Столь неохватен временами этот спор, словно он сталкивает меня со всем народом; я вижу, как читают последнюю мою книгу – ту, что покамест существует только в рукописи, – слышу, как судачат обо мне тут и там, а я ведь знаю, что прав, и только удивляюсь, как этого не понимают другие. Стоит мне, например, сообщить новый факт, и одни отрицают его, другие – отвергают источник, ставят под сомнение его достоверность, хотя во всех других случаях обычно ссылаются на него же. Такое я всегда воспринимаю как выпад, противоборство, как враждебное действие. Впрочем, все мы враги друг другу, а друзьями становимся лишь тогда, когда нам нужно биться сообща. Что ж, так тому, значит, и быть!
Но сколько бы ни бурлила жизнь в мире моей души, все же порой я тоскую по самой заурядной реальности: нерастраченные чувства скучают без дела. Прежде всего, я должен слышать и видеть, не то органы чувств, в силу давней привычки, заработают сами и начнут своевольничать.
И вот, не успел я вымолвить свое желание, как оно тут же исполнилось. На поле под моими окнами началось что-то вроде парада войск.
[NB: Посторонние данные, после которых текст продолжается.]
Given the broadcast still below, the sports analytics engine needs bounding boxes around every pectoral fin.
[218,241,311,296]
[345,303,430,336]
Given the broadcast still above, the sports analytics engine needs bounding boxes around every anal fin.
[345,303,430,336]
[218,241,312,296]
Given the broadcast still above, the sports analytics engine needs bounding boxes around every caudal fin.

Впереди шла пехота; люди несли металлические трубки, те, что при зажигании выбрасывают в воздух газы с частицами свинца. Издали солдаты виднелись черточками, расщепленными книзу. Затем выступили кентавры – этакие подвижные сращения человека с четвероногим животным, словом, конница. Когда скачет одинокий кавалерист, конь подобен лодке, колыхающейся на волнах, а всадник в одно и то же время и гребец и рулевой. Но если выступает весь эскадрон сомкнутым строем, тогда перед тобой – крупная силовая фигура, воздействующая на тебя всей мощью нескольких сот лошадиных сил.
Самое могучее впечатление, однако, производит артиллерия, особенно когда она мчится во весь опор так, что под ней дрожит земля, а у меня над головой качается и дребезжит лампа, потом, заняв огневую позицию, орудия дают залп, и тут сам собой стихает звон у меня в ушах. Поначалу, пока не привык, я воспринимал весь этот спектакль как род насилия над собой, но спустя всего несколько дней пальба уже стала казаться мне спасительным средством: по крайней мере, залпы не давали мне уснуть в моей непробудной тиши. И, огражденный от этих военных игрищ необходимой дистанцией, я стал смотреть на них как на пьесы, разыгрываемые для моего удовольствия.